Overview of remaining survey data from Jordanian aid workers

More results from the Jordanian humanitarian worker survey.

 

Where we have been
In the past months I have presented and commented on the survey data from a small (n =86) sample of Jordanian humanitarian aid workers.  To date I have made over two dozen posts covering several major sections of the survey, addressing such topics as perceptions of the working relationship between ‘local’ and ‘expat’ aid workers, the mental health stressors faced by national staff, how marital status impacts work expectations, and even the ‘diversity’ question. My posts have been a blend of data presentation -numbers and graphs- combined with contextual comment and sociological reflections in equal measure.

Where we are going
In the next several weeks I will complete the preliminary analysis of and comment on the data in additional blog posts. Some important topics are yet to be covered.

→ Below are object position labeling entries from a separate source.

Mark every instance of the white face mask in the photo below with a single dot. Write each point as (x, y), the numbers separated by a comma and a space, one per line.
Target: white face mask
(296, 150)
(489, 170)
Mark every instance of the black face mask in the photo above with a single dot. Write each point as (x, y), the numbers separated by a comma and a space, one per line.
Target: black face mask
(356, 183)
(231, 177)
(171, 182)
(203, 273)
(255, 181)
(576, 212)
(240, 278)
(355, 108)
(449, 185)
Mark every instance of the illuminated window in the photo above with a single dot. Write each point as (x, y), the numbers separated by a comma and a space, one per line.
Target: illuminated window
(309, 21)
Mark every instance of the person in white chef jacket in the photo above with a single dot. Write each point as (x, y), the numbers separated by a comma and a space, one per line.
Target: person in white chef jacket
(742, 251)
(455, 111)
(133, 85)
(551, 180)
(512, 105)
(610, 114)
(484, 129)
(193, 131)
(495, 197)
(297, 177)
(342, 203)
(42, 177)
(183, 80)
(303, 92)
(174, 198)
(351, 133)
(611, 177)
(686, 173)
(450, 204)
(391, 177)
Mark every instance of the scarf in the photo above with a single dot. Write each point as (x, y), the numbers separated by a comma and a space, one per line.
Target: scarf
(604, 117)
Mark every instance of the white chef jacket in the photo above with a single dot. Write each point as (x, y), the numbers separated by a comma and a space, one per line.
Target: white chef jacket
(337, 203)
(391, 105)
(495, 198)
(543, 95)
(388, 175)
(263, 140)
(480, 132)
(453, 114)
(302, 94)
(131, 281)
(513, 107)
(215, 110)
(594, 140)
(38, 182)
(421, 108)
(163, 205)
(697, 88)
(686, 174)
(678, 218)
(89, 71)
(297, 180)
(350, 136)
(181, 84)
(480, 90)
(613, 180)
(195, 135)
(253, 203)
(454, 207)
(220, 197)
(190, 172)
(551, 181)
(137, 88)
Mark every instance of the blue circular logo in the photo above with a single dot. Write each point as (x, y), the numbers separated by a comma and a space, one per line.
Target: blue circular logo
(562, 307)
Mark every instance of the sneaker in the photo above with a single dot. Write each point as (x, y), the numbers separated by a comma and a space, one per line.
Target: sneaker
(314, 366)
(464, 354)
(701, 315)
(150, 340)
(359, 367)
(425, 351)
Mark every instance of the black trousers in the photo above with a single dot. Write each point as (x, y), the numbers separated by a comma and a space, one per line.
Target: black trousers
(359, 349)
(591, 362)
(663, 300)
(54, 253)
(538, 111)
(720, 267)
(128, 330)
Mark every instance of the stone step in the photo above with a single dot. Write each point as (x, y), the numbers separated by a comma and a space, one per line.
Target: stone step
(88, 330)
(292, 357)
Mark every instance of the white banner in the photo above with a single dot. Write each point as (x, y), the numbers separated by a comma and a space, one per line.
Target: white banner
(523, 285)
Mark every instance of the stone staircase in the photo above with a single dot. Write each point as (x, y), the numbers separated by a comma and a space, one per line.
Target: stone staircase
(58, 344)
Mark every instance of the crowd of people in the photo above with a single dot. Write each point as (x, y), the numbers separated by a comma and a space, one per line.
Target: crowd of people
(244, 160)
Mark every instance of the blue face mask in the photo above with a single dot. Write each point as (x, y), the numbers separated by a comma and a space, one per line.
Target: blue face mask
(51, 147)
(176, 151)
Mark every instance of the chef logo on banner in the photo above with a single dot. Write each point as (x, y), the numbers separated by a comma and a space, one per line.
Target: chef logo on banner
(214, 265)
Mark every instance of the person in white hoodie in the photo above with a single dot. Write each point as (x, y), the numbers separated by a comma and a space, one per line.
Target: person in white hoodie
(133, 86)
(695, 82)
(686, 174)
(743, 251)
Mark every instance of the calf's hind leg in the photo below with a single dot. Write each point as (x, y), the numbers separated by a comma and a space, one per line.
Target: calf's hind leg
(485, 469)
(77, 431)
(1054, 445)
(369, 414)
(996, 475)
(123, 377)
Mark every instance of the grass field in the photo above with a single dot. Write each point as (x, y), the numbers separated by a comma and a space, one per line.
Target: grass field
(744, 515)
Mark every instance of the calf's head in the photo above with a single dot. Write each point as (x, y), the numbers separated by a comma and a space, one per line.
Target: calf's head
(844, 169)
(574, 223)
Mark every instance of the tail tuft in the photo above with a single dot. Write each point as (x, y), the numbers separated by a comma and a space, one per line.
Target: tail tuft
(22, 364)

Here are a few of the survey questions on which I’ll present data and comment on in the near future:

  • Globally, international aid organizations can seem to play a dominant role in shaping the aid sector as compared to national or local humanitarian aid organizations. Do you see this changing in Jordan?”
  • “Which statement below best describes your experience with the misuse of power or funds by people working for NGOs in Jordan?”
  • “In general, to what extent do you see a gap between donor interests and the needs of the affected communities?”
  • “How does the gap between donor interests and the needs of the affected communities impact your work and motivation?”
  • “In doing your job to what extent do you feel like you have the freedom to contribute new ideas, approaches, and practices?”
  • “Do you feel that there is a need for an organization whose primary mission is to represent the needs of humanitarian workers in Jordan?”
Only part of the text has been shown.